Et ces quelques prémices, savourés à leur juste valeur, se révèlent en outre être d’excellent augure. Mon arrivée dans les Caraïbes signe l’apothéose de mes rêves les plus fous. Les marchés sont partout, les étals croulent sous les monceaux de nourriture, les couleurs et les odeurs explosent.
Racines, légumes feuilles, aromates, fruits exotiques, épices, poissons, tout attire mon regard, je ne sais plus où donner de la tête mais mon cœur est en fête.
Je veux tout goûter, tout cuisiner, je suis avide de découvertes. Alors je discute et me renseigne pour connaître le nom de ce drôle de légume ci ou comprendre comment accommoder au mieux cette étonnante racine là. Je ne veux rien laisser au hasard.
Chaque nouvelle rencontre devient l’occasion d’en apprendre davantage, je dresse l’oreille à chaque bavardage, je suis à l’affut de toutes les opportunités qui me permettront de progresser dans la maîtrise de la gastronomie locale.

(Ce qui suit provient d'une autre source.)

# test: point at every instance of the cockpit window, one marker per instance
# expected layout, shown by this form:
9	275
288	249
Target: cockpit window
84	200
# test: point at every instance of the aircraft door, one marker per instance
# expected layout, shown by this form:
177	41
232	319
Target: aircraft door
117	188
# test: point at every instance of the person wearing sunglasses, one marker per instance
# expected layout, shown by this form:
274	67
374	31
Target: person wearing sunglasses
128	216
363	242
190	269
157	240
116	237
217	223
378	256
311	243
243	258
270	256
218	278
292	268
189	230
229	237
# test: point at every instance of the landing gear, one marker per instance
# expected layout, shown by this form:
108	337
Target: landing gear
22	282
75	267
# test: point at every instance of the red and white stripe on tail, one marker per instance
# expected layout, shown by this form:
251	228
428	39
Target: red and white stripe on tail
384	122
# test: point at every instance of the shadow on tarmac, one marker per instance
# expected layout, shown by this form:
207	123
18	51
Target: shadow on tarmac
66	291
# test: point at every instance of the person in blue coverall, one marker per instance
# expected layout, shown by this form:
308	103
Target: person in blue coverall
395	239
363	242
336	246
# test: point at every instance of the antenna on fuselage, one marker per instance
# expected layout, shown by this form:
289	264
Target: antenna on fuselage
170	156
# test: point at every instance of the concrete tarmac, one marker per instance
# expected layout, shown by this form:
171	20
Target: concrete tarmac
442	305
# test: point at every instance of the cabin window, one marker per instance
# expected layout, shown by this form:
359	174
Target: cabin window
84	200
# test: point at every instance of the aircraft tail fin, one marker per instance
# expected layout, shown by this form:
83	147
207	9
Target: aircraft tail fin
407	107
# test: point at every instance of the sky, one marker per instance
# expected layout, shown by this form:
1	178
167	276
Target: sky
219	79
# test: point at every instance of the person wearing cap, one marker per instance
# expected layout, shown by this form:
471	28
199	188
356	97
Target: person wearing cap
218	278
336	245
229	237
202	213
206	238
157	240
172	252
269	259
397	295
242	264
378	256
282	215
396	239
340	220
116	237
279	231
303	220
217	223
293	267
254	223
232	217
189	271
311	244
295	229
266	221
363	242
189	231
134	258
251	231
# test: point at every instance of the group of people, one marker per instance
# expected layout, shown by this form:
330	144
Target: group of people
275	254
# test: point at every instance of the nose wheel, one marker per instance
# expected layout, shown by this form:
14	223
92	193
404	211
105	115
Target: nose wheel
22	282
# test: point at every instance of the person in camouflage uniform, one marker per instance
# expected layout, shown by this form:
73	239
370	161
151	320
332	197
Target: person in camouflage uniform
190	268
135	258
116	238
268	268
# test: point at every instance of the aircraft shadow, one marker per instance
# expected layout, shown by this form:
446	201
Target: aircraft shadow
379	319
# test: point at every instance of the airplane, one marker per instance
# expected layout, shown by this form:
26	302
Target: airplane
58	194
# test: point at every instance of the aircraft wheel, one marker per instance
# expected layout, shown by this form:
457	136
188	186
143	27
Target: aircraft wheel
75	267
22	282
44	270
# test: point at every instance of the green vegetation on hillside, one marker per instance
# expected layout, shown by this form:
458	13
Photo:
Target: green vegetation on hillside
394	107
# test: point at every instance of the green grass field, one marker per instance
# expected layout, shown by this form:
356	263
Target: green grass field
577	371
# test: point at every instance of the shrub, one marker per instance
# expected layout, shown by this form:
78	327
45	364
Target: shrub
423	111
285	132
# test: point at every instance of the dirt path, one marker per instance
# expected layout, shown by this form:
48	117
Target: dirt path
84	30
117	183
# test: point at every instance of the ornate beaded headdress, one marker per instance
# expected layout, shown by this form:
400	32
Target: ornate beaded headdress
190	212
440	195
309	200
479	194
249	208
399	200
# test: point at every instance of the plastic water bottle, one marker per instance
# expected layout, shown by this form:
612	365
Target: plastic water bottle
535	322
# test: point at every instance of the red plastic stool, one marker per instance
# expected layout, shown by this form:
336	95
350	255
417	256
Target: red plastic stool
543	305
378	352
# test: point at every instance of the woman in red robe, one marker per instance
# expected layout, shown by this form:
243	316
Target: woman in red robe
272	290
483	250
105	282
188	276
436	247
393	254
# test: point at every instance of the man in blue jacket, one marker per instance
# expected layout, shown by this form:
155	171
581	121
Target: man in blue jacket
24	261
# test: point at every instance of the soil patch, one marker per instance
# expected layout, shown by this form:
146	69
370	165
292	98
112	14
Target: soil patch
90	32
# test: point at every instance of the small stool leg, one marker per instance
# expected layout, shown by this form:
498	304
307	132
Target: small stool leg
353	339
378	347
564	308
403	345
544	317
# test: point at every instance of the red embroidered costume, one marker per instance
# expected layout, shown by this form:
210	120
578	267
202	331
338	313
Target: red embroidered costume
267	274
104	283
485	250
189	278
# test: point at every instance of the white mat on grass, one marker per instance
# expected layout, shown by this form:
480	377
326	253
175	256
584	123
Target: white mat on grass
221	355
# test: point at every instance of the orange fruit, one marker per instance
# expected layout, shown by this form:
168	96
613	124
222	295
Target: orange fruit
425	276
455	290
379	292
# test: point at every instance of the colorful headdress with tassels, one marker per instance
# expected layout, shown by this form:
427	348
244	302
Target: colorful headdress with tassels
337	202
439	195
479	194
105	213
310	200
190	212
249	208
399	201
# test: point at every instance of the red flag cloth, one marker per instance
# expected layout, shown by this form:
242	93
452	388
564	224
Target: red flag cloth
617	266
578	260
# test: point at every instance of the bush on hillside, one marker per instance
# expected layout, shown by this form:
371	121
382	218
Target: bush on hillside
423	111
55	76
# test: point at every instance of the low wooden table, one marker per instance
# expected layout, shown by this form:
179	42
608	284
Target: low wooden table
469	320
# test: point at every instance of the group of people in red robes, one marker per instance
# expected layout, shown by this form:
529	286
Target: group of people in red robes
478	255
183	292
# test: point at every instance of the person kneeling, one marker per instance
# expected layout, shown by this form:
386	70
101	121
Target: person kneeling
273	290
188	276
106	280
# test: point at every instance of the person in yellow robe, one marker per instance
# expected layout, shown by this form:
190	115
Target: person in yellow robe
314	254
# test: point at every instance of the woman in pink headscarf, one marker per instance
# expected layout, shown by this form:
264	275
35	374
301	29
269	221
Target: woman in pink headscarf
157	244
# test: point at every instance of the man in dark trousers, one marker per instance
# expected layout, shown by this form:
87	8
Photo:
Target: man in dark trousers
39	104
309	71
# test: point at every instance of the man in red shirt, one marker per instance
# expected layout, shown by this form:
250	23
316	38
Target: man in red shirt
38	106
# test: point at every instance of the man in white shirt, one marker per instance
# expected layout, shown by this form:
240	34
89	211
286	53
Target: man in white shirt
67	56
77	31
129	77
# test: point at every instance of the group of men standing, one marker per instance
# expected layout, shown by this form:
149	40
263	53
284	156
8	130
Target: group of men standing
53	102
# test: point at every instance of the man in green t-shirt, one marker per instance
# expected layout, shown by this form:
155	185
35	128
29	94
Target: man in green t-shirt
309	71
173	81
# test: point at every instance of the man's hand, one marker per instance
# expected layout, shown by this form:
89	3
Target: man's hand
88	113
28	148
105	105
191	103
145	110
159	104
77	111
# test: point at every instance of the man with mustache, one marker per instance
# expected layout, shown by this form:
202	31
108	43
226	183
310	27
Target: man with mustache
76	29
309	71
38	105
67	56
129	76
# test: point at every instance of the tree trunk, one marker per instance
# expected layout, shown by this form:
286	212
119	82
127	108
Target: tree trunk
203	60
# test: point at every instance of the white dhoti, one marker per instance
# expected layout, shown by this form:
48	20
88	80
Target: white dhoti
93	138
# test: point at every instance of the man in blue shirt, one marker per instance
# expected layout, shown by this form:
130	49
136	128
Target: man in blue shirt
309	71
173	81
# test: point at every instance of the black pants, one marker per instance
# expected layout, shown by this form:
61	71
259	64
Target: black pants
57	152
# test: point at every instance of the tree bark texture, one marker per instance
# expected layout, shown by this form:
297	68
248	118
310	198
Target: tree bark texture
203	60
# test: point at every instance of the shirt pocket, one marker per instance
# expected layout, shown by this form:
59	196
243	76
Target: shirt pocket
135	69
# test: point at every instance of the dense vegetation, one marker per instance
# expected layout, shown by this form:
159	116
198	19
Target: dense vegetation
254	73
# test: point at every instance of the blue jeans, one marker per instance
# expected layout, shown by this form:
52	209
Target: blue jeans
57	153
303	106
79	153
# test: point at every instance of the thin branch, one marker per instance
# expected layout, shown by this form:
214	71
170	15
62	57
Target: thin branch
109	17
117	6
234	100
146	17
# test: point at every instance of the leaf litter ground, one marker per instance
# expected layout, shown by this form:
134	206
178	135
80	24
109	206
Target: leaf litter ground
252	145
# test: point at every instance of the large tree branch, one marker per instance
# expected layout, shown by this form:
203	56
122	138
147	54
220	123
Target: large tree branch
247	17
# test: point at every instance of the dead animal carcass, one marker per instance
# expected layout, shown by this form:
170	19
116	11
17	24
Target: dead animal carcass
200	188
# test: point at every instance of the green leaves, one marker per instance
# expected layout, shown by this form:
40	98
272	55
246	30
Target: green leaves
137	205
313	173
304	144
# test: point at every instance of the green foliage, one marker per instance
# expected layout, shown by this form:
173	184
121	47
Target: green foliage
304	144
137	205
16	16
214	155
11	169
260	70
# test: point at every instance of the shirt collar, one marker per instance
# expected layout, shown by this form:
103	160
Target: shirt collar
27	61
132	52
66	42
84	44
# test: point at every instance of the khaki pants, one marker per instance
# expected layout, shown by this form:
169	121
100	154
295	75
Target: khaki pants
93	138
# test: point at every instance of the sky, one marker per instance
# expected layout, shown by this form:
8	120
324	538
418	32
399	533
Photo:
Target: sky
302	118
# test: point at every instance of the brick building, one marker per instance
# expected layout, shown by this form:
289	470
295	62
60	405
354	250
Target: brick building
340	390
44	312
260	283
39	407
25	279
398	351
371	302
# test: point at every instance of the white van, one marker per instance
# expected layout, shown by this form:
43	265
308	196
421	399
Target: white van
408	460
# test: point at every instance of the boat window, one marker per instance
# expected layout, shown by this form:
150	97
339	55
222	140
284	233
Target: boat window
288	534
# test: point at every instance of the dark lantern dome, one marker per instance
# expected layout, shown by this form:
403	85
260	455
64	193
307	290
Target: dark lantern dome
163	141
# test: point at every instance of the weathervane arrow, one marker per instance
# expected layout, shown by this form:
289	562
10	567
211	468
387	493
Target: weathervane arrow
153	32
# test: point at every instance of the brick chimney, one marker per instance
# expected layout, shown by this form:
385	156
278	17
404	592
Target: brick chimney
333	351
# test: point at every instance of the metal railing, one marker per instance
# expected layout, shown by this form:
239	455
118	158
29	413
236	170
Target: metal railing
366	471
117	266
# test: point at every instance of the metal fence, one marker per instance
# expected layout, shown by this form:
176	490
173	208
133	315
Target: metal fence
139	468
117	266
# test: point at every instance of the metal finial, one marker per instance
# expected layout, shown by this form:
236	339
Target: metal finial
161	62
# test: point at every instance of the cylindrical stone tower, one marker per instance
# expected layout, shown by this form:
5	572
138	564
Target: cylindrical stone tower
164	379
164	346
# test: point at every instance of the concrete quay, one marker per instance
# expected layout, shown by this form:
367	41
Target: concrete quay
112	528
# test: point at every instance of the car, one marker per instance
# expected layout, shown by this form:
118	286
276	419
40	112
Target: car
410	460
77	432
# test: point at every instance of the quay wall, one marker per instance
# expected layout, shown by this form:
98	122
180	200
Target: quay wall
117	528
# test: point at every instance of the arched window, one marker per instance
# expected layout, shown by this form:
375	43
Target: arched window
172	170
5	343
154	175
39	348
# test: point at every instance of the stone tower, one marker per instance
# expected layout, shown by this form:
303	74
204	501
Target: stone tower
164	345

Les marchés deviennent passage obligé, tout est prétexte pour s’y arrêter, déambuler et discuter. Et au delà de la beauté qui émane des tas de ceci et de cela, je prends également le temps d’admirer les faciès parcheminés des vieilles dames créoles habillées de madras, que je trouve fascinantes tout autant qu’attachantes.
Semaine après semaine, je peaufine mes connaissance, je me livre à quelques expériences, je développe mes compétences.
Et je tombe sans même m’en rendre compte éperdument amoureuse de cette cuisine créole si colorée et parfumée, si alléchante et succulente.